La gente va a continuar utilizando las plataformas de Internet para contratar todo tipo de servicios físicos o digitales. Desgraciadamente se ha extendido una versión de la economía colaborativa con muchos costes sociales. Pero gran parte de ellos se pueden evitar. Para ello se necesita una nueva generación de plataformas que estén en mejores manos. El cooperativismo de plataforma o el modelo cooperativo en general es una forma de intentarlo.

El ejemplo de RideAustin

Londres no es la primera ciudad a la que se le ha ocurrido la idea de sustituir a Uber y Lyft por una organización local sin ánimo de lucro. En Texas, RideAustin lleva año y medio funcionando con éxito.

En este artículo de Fastcompany se cuenta la historia:
El regulador de Austin obligó a empresas como Uber y Lyft a entregar datos y registrar la huella de sus conductores. Como estos requisitos dañaban su modelo de negocio, se gastaron 8 millones de dólares para someter la normativa a un referendum que perdieron. Entonces abandonaron la ciudad dejando un espacio que RideAusin supo aprovechar.

El modelo de RideAustin es el opuesto a Uber o Lyft. Se trata de un negocio local sin ánimo de lucro. No cobra comisiones del 25% a los conductores como ellos. En su lugar, tiene una tarifa fija de 2$ para cubrir los costes operativos. Ha donado 270 mil dólares a proyectos solidarios locales y da trayectos al médico gratis a los usuarios necesitados. Cumple todas las regulaciones locales y publica todos los datos de sus operaciones (mientas que Uber y Lyft se los guardan, a excepción unos pocos que han accedido a publicar para ayudar a los planificadores urbanos).
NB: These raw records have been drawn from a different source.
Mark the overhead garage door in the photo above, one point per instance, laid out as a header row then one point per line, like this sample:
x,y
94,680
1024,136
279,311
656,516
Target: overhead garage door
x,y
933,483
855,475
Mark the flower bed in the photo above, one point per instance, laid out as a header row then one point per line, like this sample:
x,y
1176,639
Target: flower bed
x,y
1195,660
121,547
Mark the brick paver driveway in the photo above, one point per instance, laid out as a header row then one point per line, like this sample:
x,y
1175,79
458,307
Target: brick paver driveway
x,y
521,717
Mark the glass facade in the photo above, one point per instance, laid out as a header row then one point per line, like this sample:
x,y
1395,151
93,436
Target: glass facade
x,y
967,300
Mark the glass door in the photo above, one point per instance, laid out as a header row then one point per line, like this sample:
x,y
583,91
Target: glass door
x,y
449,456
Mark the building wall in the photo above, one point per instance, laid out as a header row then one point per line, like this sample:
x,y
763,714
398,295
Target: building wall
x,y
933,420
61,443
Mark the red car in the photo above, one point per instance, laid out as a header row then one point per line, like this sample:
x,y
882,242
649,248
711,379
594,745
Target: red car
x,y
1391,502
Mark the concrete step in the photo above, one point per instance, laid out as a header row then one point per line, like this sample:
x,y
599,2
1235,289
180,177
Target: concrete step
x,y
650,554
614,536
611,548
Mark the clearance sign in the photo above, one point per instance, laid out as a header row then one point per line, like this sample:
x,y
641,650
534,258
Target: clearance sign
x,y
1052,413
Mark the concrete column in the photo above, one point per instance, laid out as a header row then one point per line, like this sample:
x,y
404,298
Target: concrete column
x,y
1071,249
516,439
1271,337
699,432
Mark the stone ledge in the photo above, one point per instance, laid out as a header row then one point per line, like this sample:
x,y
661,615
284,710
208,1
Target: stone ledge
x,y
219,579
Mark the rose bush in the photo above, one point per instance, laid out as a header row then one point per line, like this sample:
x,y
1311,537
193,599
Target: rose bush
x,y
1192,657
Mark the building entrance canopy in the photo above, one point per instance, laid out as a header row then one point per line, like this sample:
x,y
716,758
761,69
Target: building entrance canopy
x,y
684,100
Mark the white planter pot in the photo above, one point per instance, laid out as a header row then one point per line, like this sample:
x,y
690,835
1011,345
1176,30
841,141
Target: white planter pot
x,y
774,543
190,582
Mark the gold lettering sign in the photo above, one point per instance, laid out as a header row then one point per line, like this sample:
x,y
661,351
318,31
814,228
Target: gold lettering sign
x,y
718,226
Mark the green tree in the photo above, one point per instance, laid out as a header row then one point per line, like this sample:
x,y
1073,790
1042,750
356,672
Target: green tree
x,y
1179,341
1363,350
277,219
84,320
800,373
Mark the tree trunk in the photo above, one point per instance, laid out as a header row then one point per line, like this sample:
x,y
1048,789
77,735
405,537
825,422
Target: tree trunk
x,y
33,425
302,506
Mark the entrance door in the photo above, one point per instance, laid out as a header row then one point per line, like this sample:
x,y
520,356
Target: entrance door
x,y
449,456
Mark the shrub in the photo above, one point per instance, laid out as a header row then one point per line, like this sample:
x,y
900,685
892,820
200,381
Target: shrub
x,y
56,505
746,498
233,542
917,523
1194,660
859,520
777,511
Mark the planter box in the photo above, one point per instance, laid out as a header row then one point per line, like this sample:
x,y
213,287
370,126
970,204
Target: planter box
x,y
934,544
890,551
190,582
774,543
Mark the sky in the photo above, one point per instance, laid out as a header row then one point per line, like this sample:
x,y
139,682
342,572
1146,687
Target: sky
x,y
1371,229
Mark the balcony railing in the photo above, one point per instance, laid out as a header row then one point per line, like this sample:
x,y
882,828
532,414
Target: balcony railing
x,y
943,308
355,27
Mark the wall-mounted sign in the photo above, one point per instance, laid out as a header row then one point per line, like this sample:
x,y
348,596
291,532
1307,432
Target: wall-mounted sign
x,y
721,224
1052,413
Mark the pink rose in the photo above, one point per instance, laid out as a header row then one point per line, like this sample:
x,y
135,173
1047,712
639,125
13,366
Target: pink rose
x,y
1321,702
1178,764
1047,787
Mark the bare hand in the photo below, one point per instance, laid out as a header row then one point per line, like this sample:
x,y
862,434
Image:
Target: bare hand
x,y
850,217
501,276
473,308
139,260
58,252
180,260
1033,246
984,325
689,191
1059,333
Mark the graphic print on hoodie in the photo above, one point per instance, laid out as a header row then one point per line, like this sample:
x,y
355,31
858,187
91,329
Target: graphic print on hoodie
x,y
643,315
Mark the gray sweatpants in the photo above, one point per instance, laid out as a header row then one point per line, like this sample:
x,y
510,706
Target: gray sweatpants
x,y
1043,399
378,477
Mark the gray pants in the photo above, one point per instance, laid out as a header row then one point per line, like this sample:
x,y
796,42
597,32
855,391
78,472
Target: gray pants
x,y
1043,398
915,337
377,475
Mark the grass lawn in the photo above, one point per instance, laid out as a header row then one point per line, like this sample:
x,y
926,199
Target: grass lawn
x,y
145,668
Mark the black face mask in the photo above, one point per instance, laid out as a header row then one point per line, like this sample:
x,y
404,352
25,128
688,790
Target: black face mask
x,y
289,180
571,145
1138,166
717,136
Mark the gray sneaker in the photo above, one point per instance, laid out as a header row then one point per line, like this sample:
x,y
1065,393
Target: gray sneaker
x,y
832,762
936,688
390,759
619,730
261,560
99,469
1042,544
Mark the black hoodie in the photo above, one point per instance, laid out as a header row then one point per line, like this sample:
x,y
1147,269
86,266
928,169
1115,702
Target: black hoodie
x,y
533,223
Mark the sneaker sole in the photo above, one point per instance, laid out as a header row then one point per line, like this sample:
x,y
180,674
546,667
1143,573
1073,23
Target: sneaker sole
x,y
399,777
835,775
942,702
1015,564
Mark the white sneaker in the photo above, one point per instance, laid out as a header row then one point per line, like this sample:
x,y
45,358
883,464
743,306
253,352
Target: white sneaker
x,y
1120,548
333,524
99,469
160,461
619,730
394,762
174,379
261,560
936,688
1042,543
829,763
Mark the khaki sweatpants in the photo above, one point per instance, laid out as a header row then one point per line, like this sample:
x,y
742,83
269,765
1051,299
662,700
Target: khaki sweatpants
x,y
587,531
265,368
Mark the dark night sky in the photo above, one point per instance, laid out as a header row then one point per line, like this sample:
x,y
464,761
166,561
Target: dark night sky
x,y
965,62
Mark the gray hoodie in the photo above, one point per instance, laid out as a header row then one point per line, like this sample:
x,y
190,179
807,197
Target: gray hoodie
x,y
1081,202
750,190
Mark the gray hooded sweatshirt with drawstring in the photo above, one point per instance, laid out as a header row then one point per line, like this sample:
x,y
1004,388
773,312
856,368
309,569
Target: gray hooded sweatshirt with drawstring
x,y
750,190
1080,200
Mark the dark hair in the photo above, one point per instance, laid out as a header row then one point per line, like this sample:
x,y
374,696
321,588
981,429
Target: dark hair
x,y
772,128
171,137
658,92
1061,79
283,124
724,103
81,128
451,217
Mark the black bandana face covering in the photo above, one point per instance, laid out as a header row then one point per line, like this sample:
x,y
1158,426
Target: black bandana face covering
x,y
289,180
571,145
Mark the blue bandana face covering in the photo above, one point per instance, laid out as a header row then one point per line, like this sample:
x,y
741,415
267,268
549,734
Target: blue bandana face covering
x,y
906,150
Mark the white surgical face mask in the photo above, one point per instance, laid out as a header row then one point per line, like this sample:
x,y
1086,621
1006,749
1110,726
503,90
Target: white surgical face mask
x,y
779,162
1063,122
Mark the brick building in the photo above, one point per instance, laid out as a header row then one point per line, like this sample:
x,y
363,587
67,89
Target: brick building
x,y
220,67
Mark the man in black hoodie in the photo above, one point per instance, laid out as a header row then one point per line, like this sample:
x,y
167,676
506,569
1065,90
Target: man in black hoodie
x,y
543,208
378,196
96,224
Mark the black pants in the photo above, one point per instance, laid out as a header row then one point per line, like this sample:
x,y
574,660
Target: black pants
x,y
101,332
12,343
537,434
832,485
RideAustin consiguió llegar pronto a los 2,25 milones de trayectos pero sus números han bajado recientemente cuando Uber y Lyft volvieron a la ciudad con descuentos de hasta el 50%. Ya hemos visto que se los pueden permitir gracias a los inversores que les han dado grandes sumas para que dominen el mercado mundial.

RideAustin ha comprobado como hay un público muy sensible al precio, pero otro que se mantiene fiel a una empresa comprometida con objetivos locales.

Ideas para repartidores precarios

En España son los repartidores precarios de Deliveroo quienes han salido a protestar. Ellos son los primeros que se han organizado para pedir mejoras en las condiciones de los trabajadores de plataformas digitales. Los de Barcelona, Madrid y Valencia se unieron a una huelga europea que empezó en el Reino Unido. Están liderando un movimiento incipiente que se opone al capitalismo de plataforma o capitalismo gestionado por algoritmos.

Quizás resulte que la idea de montar multinacionales para todo tipo de pequeños servicios no sea tan buena como pensaban algunos emprendedores. Es posible que centrarse en ámbitos geográficos más reducidos tenga mucho sentido.

Formar cooperativas es una alternativa para esos usuarios descontentos. Una vía distinta a la de pedir mejoras laborales a empresas que posiblemente aceptan la precariedad como parte de su modelo de negocio.

Una vez creada la cooperativa habría que conseguir una licencia para la tecnología necesaria y operar a nivel municipal o comarcal. Varias de estas cooperativas podrían asociarse en una red para abaratar los costes tecnológicos. En Londres y otras zonas de Inglaterra, ya se lo están planteando.